"I thought that was up to you."

He again was unable to decide whether her coyness was an expression of embarrassment or an accomplished artfulness, but he inclined to the latter opinion.

"Right O! I'll come soon, in a few days. Hasta mañana, fair lady."

After the door had closed on him she stood sunk in thought, from which she emerged with a deep sigh. A slow, gradual smile curved her lips; she raised her head, looked about her, then moving to the mirror, halted in front of it. The day was drawing toward twilight, pale light falling in from the bay window and meeting the shadows in the back of the room. Her figure seemed to lie on the glass as if floating on a pool of darkness. The black skirt melted into it, but the crimson blouse and the warm pallor of the face and arms emerged in liquid clearness, richly defined, harmoniously glowing. She looked long, trying to see herself with his eyes, trying to know herself anew as pretty and bewitching.

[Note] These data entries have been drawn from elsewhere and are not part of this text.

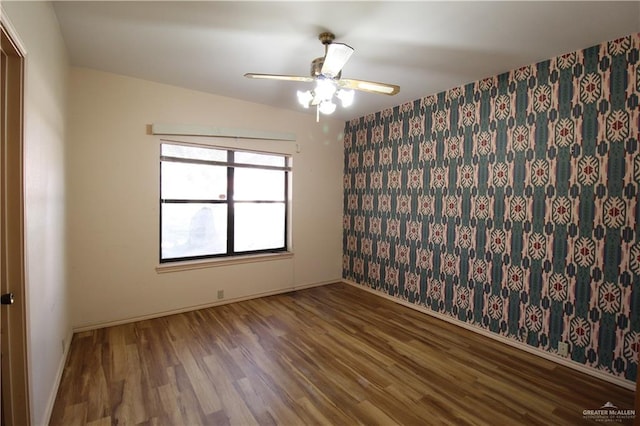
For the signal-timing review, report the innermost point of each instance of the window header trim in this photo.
(223, 132)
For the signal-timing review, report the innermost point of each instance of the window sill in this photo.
(213, 263)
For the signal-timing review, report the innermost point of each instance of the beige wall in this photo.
(44, 151)
(113, 186)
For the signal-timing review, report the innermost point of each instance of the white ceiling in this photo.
(425, 47)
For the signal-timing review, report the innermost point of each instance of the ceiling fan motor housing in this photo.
(316, 68)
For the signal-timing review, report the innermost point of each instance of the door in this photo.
(13, 349)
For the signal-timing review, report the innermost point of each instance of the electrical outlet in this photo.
(563, 348)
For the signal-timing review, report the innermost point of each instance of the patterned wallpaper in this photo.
(510, 203)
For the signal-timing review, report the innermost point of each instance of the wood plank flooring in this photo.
(327, 355)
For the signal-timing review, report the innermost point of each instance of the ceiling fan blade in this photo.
(369, 86)
(337, 55)
(279, 77)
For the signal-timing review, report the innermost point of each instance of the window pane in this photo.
(258, 185)
(193, 229)
(184, 181)
(259, 159)
(259, 226)
(193, 152)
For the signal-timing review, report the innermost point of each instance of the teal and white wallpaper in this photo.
(510, 203)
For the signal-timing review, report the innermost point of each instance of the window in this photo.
(218, 202)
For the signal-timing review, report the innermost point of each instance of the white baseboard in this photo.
(58, 379)
(627, 384)
(95, 326)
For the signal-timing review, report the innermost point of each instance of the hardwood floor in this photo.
(328, 355)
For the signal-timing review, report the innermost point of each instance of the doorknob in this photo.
(6, 299)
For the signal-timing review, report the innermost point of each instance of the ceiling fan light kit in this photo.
(326, 72)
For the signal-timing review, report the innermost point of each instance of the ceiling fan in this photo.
(326, 72)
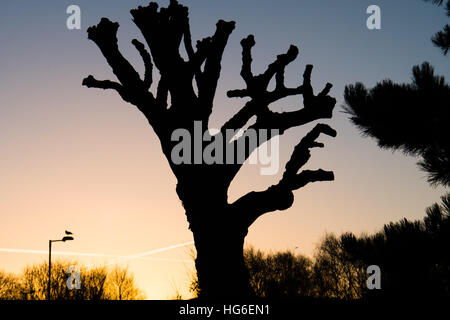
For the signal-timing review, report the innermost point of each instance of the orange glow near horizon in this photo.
(82, 160)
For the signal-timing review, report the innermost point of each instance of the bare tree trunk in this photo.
(220, 263)
(219, 227)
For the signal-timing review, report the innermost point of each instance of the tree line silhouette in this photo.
(414, 258)
(99, 283)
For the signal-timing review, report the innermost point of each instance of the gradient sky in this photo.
(81, 159)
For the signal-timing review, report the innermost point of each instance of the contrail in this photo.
(147, 253)
(100, 255)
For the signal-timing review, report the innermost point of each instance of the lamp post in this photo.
(64, 239)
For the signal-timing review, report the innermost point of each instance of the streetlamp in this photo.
(64, 239)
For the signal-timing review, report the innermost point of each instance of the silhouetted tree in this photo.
(219, 227)
(121, 285)
(336, 275)
(99, 283)
(412, 117)
(442, 38)
(9, 286)
(275, 275)
(414, 256)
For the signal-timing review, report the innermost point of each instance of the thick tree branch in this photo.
(210, 76)
(105, 36)
(148, 65)
(280, 196)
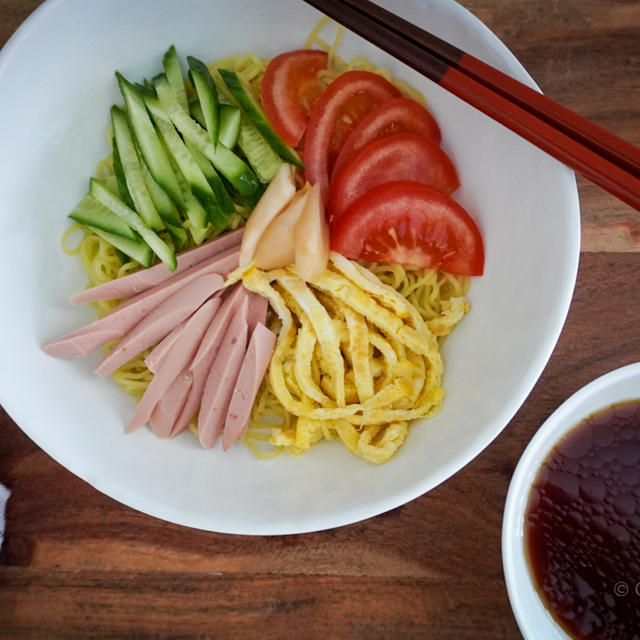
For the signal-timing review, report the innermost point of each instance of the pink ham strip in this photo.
(140, 281)
(123, 318)
(155, 358)
(170, 405)
(257, 310)
(222, 379)
(181, 353)
(207, 351)
(165, 317)
(252, 371)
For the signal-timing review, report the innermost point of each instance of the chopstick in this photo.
(605, 159)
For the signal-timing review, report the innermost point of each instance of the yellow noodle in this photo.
(428, 291)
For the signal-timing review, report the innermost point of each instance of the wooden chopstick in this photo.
(602, 157)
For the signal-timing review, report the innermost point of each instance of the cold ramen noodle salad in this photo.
(274, 253)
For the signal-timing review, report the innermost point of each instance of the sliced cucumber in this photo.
(164, 204)
(119, 174)
(132, 170)
(254, 112)
(135, 249)
(226, 162)
(119, 208)
(195, 213)
(178, 236)
(207, 96)
(230, 116)
(179, 151)
(93, 213)
(147, 138)
(260, 155)
(173, 71)
(213, 179)
(197, 114)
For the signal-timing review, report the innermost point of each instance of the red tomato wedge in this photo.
(290, 88)
(400, 156)
(392, 116)
(410, 224)
(339, 109)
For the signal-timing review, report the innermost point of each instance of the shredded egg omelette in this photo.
(354, 359)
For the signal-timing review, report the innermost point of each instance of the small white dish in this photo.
(533, 617)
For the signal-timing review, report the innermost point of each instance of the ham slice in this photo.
(181, 353)
(159, 323)
(140, 281)
(168, 409)
(254, 366)
(201, 365)
(122, 319)
(222, 379)
(257, 310)
(155, 358)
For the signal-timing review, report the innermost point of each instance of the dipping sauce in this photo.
(582, 527)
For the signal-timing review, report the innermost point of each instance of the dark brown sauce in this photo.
(582, 527)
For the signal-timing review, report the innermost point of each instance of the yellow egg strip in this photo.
(359, 350)
(321, 323)
(345, 291)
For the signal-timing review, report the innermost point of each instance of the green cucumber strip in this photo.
(213, 179)
(195, 213)
(207, 96)
(138, 191)
(230, 116)
(147, 139)
(180, 153)
(195, 109)
(173, 71)
(226, 162)
(90, 212)
(198, 234)
(178, 236)
(119, 174)
(254, 112)
(134, 249)
(260, 155)
(252, 200)
(164, 204)
(119, 208)
(216, 216)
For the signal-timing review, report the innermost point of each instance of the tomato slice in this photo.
(410, 224)
(400, 156)
(338, 110)
(392, 116)
(290, 88)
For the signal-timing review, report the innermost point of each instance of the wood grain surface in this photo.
(76, 564)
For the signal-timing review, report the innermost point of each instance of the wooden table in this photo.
(76, 564)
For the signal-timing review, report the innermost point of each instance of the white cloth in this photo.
(4, 496)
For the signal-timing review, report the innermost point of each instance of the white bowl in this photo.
(533, 618)
(57, 83)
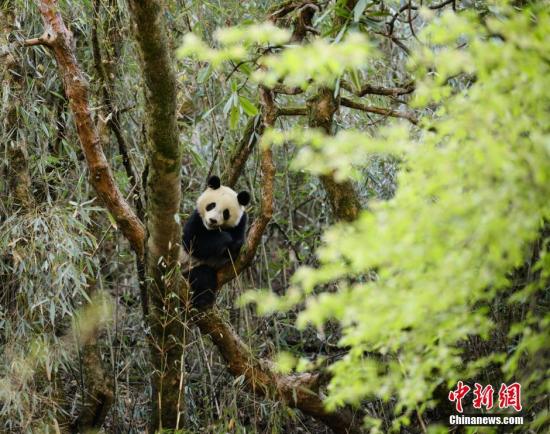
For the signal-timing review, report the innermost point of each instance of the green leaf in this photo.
(249, 108)
(234, 118)
(359, 9)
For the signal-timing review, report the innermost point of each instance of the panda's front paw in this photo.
(204, 299)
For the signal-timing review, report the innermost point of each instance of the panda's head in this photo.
(221, 207)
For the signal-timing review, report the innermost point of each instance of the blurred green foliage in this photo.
(470, 209)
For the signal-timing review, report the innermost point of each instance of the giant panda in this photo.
(212, 237)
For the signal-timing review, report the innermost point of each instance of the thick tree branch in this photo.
(269, 115)
(163, 192)
(60, 40)
(378, 110)
(292, 111)
(342, 196)
(298, 390)
(253, 130)
(286, 90)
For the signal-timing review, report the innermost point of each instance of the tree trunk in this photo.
(167, 339)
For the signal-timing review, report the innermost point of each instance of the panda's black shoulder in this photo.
(193, 227)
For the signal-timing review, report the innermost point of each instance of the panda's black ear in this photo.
(244, 198)
(214, 182)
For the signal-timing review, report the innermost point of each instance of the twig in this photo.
(378, 110)
(369, 89)
(292, 111)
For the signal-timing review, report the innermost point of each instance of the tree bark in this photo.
(163, 202)
(60, 40)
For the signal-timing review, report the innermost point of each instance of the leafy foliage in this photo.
(472, 199)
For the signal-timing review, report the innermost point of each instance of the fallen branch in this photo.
(378, 110)
(59, 39)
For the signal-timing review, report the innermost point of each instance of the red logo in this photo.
(458, 394)
(483, 396)
(508, 396)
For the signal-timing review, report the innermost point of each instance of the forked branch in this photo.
(59, 39)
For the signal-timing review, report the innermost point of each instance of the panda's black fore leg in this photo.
(203, 283)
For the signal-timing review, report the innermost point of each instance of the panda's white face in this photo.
(220, 208)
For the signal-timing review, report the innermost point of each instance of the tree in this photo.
(300, 94)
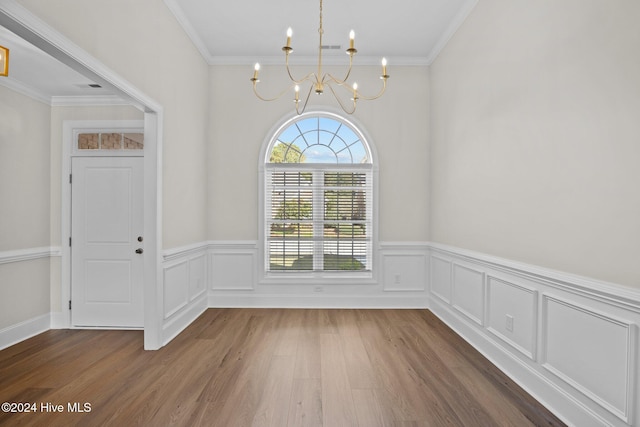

Mayer walked home wondering. He was completely intrigued by her. Her performance in "The Zingara" had led him to expect a girl of much more poise and finish, and yet with all her rawness she was far from naïve. His own experience recognized hers; both had lived in the world's squalid byways; he could have talked to her in their language and she would have understood. But she was not of the women of such places, she had a clean, clear quality like a flame. Daring beyond doubt, wild and elusive, but untouched by what had touched the rest. He found it inexplicable, unless one granted her unusual capacity, unsuspected depths and a rare and seasoned astuteness. He had to come back to that and he was satisfied to do so. It would add zest to the duel which had just begun.

CHAPTER X

MICHAELS, THE MINER

So distinguished a figure as Boyé Mayer could not live long unnoticed in San Francisco. He had not been a month at the hotel before items about him appeared in the press. Mrs. Wesson, society reporter of the Despatch, after seeing him twice on Kearney Street, found out who he was and rustled into the Argonaut office for a word with Ned Murphy. Mr. Mayer was a wealthy gentleman from New York, but back of that Murphy guessed he was foreign, anyway the Frenchwoman who did his laundry and the Dutch tailor who pressed his clothes said he could talk their languages like he was born in the countries. He wasn't friendly, sort of distant; all he'd ever said to Murphy was that he was on the coast for his health and wanted to live very quiet to get back his strength after an illness.

It wasn't much but Mrs. Wesson made a paragraph out of it that neatly rounded off her column.

Even without the paragraphs he would not have been unheeded. Among the carelessly dressed men, bustling along the streets in jostling haste, he loomed immaculately clad, detached, splendidly idle amidst their vulgar activity. He had the air of unnoticing hauteur, unattainable by the American and therefore much prized. His clean-shaven, high-nosed face was held in a brooding abstraction, his well-shod foot seemed to press the pavement with disdain. Eating a solitary dinner at Jack's or Marchand's, he looked neither to the right nor the left. Beauty could stare and whisper and he never give it the compliment of a glance. Ladies who entertained began to inquire about him, asked their menkind to find out who he was, and if he was all right make his acquaintance and "bring him to the house."